Transgender people, also known as “Hijaras” in India, have traditionally played a role in society. However, they have so far been unable to integrate into society as a whole and remain on the periphery of it.
The transgender community has long been mocked and despised, reduced to forced prostitution and begging in order to survive. Despite the widespread belief that transgender people are not accepted, there is a community in south India that values and embraces their uniqueness.
The annual Koovagam Festival, which lasts 18 days, draws thousands of transgender people from all over the nation to the Koothandavar Temple in Tamil Nadu’s Villupuram region every year between April and May.
Here are 5 things you must know about Koovagam Festival!
1. 18-day Festival
The unique 18-day festival of transgender people takes place in the Tamil month of Chitirai (April/May) in Koovagam village’s Ulundurpettai taluk. Participants congregate at Koothandavar temple, which is dedicated to Aravan (Koothandavar).
In long-standing mythology from the Mahabharata concerning Aravan, an off-wedlock son of Arjuna, thousands of transgender people from all over the nation travel to Koovagam to marry Lord Koothandavar.
2. Story behind it
In accordance with the myth, Aravan consents to be a sacrifice to Goddess Kali on the condition that he marries before he passes away in order to settle the conflict between the Pandavas and the Kauravas. Nobody wanted to wed a man who was about to die, so Lord Krishna assumes the appearance of Mohini and weds Aravan.
Aravan is sacrificed the following day and consumed by Goddess Kali.
3. A celebration on its own
Songs, dances, beauty pageants, dramas, and seminars on HIV/AIDS awareness presented by NGOs fill the first 16 days of the festival.
4. Brides for one night
Priests bind thaalis or mangalsutras around the transgender people’s necks on the seventeenth day. Moreover, making them all into Aravan’s brides for one night. The participants take on the role of widows, lamenting the loss of their husbands. Also, pulling off their thaalis and jewellery on the final day when Aaravan is beheaded by Kali.

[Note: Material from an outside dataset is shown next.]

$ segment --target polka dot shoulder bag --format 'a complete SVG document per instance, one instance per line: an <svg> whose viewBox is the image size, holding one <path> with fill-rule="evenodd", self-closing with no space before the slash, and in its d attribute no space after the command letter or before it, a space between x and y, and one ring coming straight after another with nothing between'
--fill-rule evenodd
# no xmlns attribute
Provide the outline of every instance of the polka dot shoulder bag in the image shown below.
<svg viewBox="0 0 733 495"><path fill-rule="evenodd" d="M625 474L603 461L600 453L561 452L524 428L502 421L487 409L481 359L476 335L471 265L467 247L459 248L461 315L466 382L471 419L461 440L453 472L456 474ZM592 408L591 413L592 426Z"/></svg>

After marrying, transgender people do their customary “kummi adi” dance close to the Koothandavar temple. The night of the full moon is when the Koovagam festival comes to a close (Chitra Pournami).
5. A Day to Mourn
The celebrations reach their pinnacle on the evening of the 17th when all transgender people dress up as brides. They don vibrant bangles and sacramentally tie thalis (mangalsutras) around their necks.
The festival comes to an end with these brides becoming widows. To mourn Aravan’s passing, they break their thalis and bracelets, signifying the end of their one-day marriage.